Bergweg is a street in Rotterdam. It is the main street of Oude Noorden, running between Schiekade and Gordelweg. It connects Rotterdam with Bergschenhoek through Hillegersberg.

== History ==
Bergweg is one of the oldest streets in Rotterdam, dating back to the 12th century. It was called Blommersdijkscheweg and ran from where now Blijdorp is to Bergschenhoek. In 1897 it received the name Bergweg. In 1916 the old Bergweg was subdivided in parts that received a different name, including Walendorperweg, Bergweg, Straatweg, Dorpsstraat and Grindweg.

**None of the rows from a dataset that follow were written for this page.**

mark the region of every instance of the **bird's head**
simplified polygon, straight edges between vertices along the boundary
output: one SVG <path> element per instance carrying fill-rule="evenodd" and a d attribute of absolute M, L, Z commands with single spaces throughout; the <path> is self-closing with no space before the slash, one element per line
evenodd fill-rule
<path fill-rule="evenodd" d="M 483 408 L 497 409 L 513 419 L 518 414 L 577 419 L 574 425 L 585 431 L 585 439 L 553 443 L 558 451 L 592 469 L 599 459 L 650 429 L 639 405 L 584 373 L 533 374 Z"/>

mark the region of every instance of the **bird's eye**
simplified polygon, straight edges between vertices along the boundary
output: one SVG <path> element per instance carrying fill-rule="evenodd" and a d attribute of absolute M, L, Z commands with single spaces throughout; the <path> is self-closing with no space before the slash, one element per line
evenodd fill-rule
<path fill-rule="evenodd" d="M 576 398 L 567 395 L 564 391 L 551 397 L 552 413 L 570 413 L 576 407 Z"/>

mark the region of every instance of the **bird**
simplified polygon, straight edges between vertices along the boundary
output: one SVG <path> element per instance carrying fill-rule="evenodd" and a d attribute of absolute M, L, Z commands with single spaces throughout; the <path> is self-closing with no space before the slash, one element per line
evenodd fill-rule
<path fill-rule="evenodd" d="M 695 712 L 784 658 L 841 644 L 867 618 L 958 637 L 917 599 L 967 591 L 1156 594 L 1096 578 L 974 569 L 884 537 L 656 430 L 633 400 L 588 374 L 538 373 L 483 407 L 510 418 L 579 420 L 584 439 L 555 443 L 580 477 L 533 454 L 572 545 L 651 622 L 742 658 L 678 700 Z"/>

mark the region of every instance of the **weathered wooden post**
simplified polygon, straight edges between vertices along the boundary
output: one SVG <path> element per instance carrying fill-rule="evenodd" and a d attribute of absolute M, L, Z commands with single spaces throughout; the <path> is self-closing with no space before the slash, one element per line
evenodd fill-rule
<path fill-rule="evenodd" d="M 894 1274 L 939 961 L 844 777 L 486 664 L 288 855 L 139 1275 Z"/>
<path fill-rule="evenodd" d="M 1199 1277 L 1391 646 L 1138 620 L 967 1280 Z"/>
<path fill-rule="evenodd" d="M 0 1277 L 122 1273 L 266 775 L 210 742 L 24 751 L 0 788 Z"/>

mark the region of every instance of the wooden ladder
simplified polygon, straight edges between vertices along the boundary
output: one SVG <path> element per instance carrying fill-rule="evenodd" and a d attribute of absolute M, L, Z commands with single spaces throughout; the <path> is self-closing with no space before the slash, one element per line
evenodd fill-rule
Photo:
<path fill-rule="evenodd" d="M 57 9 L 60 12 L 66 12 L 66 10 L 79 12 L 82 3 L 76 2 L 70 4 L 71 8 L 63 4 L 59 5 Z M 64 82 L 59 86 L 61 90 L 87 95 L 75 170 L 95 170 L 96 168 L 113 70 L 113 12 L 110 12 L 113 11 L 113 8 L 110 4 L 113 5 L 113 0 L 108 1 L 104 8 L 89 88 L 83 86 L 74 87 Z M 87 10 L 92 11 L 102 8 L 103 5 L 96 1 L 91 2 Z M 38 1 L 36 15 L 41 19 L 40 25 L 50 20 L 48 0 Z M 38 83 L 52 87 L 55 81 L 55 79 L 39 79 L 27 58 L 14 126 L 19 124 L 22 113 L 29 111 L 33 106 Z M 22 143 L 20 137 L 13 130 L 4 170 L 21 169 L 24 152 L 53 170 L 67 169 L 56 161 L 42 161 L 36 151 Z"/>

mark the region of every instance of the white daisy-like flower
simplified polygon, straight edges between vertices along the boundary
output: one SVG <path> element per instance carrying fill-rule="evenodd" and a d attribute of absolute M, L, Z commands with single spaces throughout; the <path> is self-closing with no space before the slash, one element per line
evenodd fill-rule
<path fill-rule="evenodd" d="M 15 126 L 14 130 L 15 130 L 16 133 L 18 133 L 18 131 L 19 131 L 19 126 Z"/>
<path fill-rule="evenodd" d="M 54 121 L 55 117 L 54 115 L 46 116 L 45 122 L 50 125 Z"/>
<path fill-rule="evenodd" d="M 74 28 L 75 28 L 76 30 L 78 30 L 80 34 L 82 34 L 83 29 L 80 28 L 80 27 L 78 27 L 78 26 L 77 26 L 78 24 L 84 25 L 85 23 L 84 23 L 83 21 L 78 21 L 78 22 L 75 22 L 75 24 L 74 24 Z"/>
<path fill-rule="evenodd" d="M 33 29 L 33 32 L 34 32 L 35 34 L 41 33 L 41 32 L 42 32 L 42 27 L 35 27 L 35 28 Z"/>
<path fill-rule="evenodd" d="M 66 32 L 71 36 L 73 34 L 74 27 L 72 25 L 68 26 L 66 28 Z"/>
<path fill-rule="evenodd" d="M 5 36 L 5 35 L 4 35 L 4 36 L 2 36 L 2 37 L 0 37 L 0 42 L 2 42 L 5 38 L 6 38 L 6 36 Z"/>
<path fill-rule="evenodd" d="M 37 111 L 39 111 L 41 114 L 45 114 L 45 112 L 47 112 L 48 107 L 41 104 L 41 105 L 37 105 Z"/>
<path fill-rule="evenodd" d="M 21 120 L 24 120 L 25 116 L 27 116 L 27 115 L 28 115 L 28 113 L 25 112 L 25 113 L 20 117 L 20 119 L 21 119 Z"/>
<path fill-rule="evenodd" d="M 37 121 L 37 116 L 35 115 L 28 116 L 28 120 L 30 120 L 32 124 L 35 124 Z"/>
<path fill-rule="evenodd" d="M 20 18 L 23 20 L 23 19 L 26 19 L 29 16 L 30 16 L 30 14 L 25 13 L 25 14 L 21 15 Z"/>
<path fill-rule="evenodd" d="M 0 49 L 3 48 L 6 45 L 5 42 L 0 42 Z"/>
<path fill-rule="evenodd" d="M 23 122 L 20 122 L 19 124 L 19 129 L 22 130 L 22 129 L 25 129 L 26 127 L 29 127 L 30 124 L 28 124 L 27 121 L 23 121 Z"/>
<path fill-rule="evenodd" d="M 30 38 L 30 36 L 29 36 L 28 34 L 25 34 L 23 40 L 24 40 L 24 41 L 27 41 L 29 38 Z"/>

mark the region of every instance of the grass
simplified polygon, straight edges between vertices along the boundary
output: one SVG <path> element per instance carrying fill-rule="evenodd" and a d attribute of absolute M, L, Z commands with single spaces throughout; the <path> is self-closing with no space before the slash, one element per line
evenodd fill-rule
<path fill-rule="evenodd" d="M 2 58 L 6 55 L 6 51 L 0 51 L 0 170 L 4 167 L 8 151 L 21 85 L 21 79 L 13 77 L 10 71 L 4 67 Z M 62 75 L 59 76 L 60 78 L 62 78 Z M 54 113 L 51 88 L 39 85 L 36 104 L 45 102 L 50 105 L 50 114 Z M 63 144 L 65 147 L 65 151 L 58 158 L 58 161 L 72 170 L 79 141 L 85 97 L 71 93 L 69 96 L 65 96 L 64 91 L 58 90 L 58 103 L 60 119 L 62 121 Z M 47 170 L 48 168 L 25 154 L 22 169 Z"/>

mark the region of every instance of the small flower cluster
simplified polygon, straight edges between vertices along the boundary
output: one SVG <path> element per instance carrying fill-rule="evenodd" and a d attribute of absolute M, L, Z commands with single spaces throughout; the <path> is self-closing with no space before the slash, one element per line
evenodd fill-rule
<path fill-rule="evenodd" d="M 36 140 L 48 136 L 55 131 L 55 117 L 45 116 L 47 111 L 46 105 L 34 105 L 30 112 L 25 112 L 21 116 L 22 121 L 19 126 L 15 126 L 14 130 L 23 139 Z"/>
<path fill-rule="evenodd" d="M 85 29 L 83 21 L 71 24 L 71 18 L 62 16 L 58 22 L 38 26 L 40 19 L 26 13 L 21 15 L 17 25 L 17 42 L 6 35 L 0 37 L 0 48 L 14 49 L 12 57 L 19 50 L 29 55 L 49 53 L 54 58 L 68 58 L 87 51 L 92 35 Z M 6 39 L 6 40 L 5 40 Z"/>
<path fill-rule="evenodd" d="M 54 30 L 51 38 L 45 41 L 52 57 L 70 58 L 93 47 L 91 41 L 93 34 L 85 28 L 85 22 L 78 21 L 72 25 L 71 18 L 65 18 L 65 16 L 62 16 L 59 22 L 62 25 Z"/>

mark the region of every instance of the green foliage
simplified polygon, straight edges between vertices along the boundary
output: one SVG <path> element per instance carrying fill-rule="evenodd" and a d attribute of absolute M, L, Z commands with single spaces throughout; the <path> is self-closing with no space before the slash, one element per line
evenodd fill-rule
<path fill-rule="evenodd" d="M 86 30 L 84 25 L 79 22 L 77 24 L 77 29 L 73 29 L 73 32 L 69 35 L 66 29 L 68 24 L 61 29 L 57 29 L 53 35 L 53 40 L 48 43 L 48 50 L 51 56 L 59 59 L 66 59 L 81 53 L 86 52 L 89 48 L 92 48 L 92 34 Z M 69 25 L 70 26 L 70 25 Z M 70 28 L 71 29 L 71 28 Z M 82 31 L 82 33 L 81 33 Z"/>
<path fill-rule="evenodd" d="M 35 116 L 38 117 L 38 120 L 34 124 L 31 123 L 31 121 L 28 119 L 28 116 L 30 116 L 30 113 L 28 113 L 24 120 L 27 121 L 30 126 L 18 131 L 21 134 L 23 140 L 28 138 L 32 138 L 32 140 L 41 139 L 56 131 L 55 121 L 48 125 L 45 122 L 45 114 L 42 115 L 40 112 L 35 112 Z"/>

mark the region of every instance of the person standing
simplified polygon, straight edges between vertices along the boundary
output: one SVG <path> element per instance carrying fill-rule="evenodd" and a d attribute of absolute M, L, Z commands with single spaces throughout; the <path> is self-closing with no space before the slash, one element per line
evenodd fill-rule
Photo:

Bergweg was home to around a dozen Jewish families at the beginning of World War II who became victims of The Holocaust.

== Places of interest ==
The buildings mostly date from the early twentieth century. The Bergwegziekenhuis, a general hospital, was on Bergweg street as well as the Eudokia hospital for the chronically ill. These buildings were demolished at the end of the 20th century.

Cinema Victoria was on Bergweg street until 1971. The building was then used by Correct, a store for electronics. After years of abandonment, an apartment complex was built that gave the street a new look.

In the street lies the Rotterdam Noord railway station and the closed Bergweg railway station, turned foodmarket.